That's the title of a provocative essay by Rachel Aviv, at the Poetry Foundation website.
She takes issue with the popular Coleman Barks translation -- or, really, paraphrase -- of the medieval Sufi poet. Barks is a good poet, but he doesn't read Persian, which means he was working from older English versions (and in at least one instance, copying their mistakes). More seriously, he seems to remove "God" from some poems and replace it with "love."
This is, to put it mildly, a discourtesy toward the author. Nor does it do the reader any favors. God may very well BE love -- such is the contention of St. John -- but that does not mean that a sophisticated writer can be presumed to use the words interchageably. It's a bit like going through the Narnia books and putting in "love" each time Lewis wrote "Aslan" -- there is logic to it, but you make a hash of the story.

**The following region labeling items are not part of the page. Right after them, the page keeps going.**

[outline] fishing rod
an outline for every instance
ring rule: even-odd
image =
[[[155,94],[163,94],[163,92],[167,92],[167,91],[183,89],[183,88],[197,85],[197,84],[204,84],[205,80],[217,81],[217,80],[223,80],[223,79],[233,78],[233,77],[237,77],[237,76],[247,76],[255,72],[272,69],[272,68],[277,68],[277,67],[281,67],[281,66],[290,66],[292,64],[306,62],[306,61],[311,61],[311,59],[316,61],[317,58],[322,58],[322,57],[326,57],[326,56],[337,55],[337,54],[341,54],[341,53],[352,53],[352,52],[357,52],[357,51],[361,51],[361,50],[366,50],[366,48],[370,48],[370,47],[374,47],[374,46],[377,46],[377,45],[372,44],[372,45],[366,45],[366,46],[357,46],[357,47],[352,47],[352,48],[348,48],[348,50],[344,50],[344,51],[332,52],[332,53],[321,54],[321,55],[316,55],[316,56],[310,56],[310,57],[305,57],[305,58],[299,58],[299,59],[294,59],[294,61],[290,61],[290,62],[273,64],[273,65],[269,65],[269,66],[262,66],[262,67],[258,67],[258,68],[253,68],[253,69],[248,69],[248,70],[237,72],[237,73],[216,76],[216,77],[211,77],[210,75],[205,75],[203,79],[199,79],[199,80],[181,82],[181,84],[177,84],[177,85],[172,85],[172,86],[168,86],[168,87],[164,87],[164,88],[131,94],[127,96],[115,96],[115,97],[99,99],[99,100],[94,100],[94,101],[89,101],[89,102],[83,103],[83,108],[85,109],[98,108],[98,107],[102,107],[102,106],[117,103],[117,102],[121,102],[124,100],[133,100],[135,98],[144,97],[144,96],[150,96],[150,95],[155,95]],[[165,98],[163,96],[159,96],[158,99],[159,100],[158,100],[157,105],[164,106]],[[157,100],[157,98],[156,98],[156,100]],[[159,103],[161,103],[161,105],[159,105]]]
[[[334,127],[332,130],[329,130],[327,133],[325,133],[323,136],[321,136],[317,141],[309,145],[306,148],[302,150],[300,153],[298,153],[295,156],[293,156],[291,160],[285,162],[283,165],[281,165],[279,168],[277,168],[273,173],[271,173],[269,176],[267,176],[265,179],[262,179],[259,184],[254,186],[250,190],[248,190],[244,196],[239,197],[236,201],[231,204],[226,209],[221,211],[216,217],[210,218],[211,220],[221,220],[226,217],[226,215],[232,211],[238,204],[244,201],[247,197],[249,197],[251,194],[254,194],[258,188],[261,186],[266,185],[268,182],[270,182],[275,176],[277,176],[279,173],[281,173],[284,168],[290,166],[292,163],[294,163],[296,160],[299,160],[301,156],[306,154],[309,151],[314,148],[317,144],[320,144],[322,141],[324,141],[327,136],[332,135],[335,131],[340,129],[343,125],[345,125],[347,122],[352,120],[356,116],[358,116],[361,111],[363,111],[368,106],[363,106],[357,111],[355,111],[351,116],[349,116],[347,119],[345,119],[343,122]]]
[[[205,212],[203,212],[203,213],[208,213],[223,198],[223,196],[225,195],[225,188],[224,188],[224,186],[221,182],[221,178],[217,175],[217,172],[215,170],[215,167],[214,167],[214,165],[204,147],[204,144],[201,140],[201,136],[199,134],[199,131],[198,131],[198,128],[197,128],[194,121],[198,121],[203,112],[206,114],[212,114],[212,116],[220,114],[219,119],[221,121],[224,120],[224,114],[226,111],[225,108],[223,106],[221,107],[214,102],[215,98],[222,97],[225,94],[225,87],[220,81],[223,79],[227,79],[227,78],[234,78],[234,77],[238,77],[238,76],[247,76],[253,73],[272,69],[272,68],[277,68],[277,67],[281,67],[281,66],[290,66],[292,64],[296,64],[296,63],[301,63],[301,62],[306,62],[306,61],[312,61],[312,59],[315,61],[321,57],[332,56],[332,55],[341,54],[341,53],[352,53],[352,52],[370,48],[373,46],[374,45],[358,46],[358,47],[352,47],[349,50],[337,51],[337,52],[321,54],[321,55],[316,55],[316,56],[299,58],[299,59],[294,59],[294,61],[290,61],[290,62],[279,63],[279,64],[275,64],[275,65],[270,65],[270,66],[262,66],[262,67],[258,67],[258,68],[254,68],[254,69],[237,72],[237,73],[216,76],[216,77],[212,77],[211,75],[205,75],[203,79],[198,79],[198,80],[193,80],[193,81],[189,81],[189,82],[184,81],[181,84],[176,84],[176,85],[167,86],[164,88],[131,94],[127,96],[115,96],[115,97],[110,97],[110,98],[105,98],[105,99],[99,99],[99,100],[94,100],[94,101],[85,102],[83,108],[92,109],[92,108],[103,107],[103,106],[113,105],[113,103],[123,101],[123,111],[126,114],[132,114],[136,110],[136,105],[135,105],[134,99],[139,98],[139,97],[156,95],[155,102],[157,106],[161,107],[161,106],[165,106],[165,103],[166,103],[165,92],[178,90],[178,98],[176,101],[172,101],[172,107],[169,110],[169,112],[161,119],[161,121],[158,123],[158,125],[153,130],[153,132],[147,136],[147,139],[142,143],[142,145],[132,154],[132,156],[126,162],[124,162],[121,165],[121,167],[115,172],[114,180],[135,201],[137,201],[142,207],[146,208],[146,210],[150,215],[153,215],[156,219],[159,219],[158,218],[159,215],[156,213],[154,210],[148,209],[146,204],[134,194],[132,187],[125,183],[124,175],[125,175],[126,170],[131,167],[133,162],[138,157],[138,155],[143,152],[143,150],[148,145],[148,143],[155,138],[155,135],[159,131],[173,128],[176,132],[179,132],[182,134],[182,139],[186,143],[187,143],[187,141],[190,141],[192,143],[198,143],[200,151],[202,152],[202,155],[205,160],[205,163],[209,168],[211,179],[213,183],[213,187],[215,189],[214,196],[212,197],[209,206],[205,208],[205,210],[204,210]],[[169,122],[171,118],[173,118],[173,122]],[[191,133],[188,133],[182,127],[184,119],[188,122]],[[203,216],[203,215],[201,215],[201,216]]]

The responses on the page are thoughtful, and worth reading. Here's my own:
I'm a little sad, but not surprised.
Sad, because I am so fond of Barks' version of Rumi -- as I will continue to be, despite knowing that he didn't translate from the originals, and that he took significant liberties with the author's religious commitments.
But not surprised, because this sort of thing happens so often. Robert Bly's paraphrases of Kabir are useful for comparison -- like Barks, they are good English poetry. But they aren't especially good Kabir. (As opposed to the Linda Hess/Shukdev Singh renderings).
Among Christian writers, a little of this has gone on with Hildegard of Bingen, but less egregiously so. I suppose it is harder to bowdlerize the religiosity of one's own parent culture -- or at least to get away with it.